El pronóstico del tiempo cambiaba día a día, pero existía la amenaza de lluvia, en especial hacia la tarde del sábado. Eso me obligó a poner más atención al abrigo y a sumar una capa de lluvia para el final. Parte de la estrategia, además de la comida y el agua, es el de la ropa, y esto se arma con los drop bags. Estos son puestos donde la organización lleva bolsas que uno deja previamente, y ellos las entregan allá. Como se inauguraban las 100 millas, a pedido de los corredores sumaron un punto nuevo de bolsa, así que teníamos tres colores para cada destino. La azul era la de Puentes de Luz, el primer puesto, que además era nuevo y se ubicaba en el kilómetro 55,5. La roja era la del Colorado, por donde pasábamos en el kilómetro 83 (después de hacer cumbre en el cerro del mismo nombre), y que luego visitábamos por segunda vez faltando 18 km para la meta. O sea, este puesto contaba doble, por lo que llevaba doble ración de ropa y comida. Por último estaba la bolsa amarilla, que representaba al Quechuquina, ubicado en el kilómetro 119,5. Este punto era clave para mí. Por un lado, era la distancia donde más o menos había abandonado el año pasado. Además, no había hecho uso de mi bolsa para cambiarme la ropa, por correr con los segundos contados, decisión que derivó en mi hipotermia. Tenía que hacer las cosas bien. Solo se fracasa cuando no se aprende.

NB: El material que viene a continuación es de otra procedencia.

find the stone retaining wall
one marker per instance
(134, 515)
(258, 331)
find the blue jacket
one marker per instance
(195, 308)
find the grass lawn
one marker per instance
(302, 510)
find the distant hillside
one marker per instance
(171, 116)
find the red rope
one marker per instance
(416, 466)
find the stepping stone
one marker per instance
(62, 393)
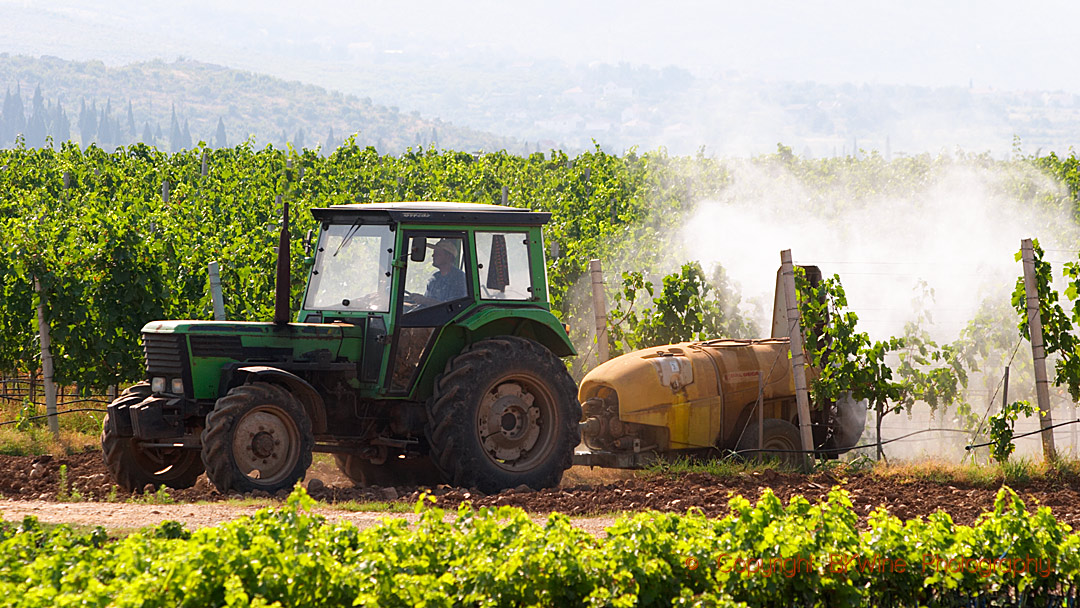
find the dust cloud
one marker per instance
(946, 247)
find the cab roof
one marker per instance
(431, 212)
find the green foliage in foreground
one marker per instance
(760, 555)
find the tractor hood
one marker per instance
(198, 351)
(243, 328)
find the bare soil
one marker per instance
(29, 485)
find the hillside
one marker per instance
(176, 105)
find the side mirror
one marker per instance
(419, 250)
(308, 242)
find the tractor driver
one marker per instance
(449, 282)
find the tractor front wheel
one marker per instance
(257, 437)
(504, 413)
(133, 467)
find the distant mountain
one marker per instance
(176, 105)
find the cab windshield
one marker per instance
(352, 269)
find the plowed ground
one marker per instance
(39, 478)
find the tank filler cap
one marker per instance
(674, 372)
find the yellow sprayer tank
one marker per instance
(702, 396)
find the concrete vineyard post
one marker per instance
(46, 362)
(798, 355)
(599, 310)
(1038, 350)
(215, 292)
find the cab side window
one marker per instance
(503, 266)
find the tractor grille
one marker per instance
(164, 354)
(228, 347)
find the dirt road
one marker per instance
(29, 485)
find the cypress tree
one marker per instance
(131, 122)
(331, 144)
(186, 142)
(219, 140)
(175, 135)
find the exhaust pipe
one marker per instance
(283, 284)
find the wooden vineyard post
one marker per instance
(46, 362)
(798, 355)
(599, 310)
(1038, 350)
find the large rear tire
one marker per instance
(781, 441)
(393, 472)
(133, 468)
(504, 413)
(257, 437)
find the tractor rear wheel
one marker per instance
(257, 437)
(504, 413)
(780, 441)
(394, 472)
(133, 468)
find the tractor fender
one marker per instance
(304, 391)
(525, 322)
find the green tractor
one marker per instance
(424, 351)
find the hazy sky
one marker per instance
(991, 43)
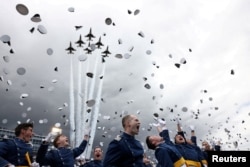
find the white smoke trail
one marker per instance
(79, 105)
(90, 97)
(84, 110)
(91, 91)
(95, 113)
(72, 105)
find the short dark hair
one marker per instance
(125, 119)
(97, 147)
(150, 144)
(56, 139)
(21, 126)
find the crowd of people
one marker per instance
(123, 151)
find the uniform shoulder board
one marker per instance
(118, 138)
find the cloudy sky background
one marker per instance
(211, 36)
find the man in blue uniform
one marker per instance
(18, 151)
(125, 150)
(165, 151)
(61, 156)
(191, 153)
(97, 162)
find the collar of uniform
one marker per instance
(127, 136)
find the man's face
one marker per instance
(98, 154)
(205, 145)
(133, 125)
(27, 134)
(63, 141)
(155, 139)
(179, 139)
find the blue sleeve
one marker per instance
(112, 155)
(3, 152)
(78, 150)
(41, 155)
(194, 140)
(163, 158)
(182, 134)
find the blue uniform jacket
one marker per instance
(124, 151)
(60, 157)
(166, 153)
(13, 151)
(94, 163)
(189, 151)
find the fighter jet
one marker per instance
(99, 43)
(70, 49)
(88, 49)
(90, 35)
(80, 42)
(106, 52)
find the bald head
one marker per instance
(131, 124)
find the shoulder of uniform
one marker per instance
(118, 138)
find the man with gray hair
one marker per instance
(125, 150)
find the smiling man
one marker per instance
(125, 150)
(17, 151)
(62, 155)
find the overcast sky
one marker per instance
(193, 54)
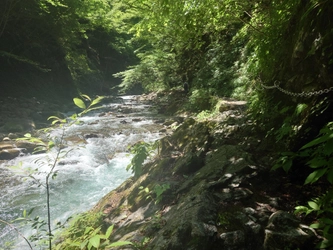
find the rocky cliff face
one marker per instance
(208, 187)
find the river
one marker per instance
(95, 164)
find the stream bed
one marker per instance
(94, 165)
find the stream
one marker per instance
(94, 165)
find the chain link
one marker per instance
(299, 94)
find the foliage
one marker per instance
(158, 191)
(322, 207)
(38, 225)
(141, 151)
(85, 233)
(318, 155)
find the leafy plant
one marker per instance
(94, 239)
(39, 224)
(318, 154)
(156, 193)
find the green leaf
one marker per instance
(330, 174)
(313, 205)
(315, 225)
(109, 231)
(95, 240)
(83, 244)
(86, 97)
(78, 102)
(325, 244)
(97, 100)
(328, 148)
(317, 141)
(120, 243)
(28, 135)
(314, 176)
(88, 229)
(317, 162)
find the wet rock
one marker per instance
(31, 147)
(88, 136)
(285, 231)
(233, 240)
(8, 154)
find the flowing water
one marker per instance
(95, 164)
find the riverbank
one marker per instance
(209, 186)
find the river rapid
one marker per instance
(94, 165)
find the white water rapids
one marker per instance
(95, 165)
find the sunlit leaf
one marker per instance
(86, 97)
(120, 243)
(95, 241)
(78, 102)
(314, 176)
(313, 205)
(109, 231)
(318, 140)
(97, 100)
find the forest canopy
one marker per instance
(276, 55)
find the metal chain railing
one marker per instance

Entre las tres bolsas dejé muchísima ropa de abrigo, en especial medias para cambiarme constantemente, ya que en 2016 sufrí mucho por correr con los pies mojados. Debo haber llevado 16 pares. Tenía dos chalecos, dos camperas, buzos, remeras térmicas, dos gorros de polar, una cantidad indecente de cuellos tubulares, la campera de guata, tres pares de guantes (primera piel, de micropolar y de ski), una baklava, y seguramente muchas cosas más que ahora estoy olvidando. Además dejé pilas de repuesto para la linterna frontal y la bandera de Argentina, que tenía planeado levantar en la meta. Esto era, si llegaba. En otro arranque de pánico me compré un gorro Windstopper, a pesar de que llevaba dos de micropolar. Pero es el peligro de tener dinero en la cuenta y mucho miedo de pasarla mal.

Con las bolsas ya entregadas, a las 20 hs del jueves fue la charla técnica, donde el director Marcelo Parada daba sus indicaciones y repasaba el recorrido. Él mismo bromeaba que nos íbamos a acordar de él y de su familia en ciertas partes, ¡y tenía mucha razón!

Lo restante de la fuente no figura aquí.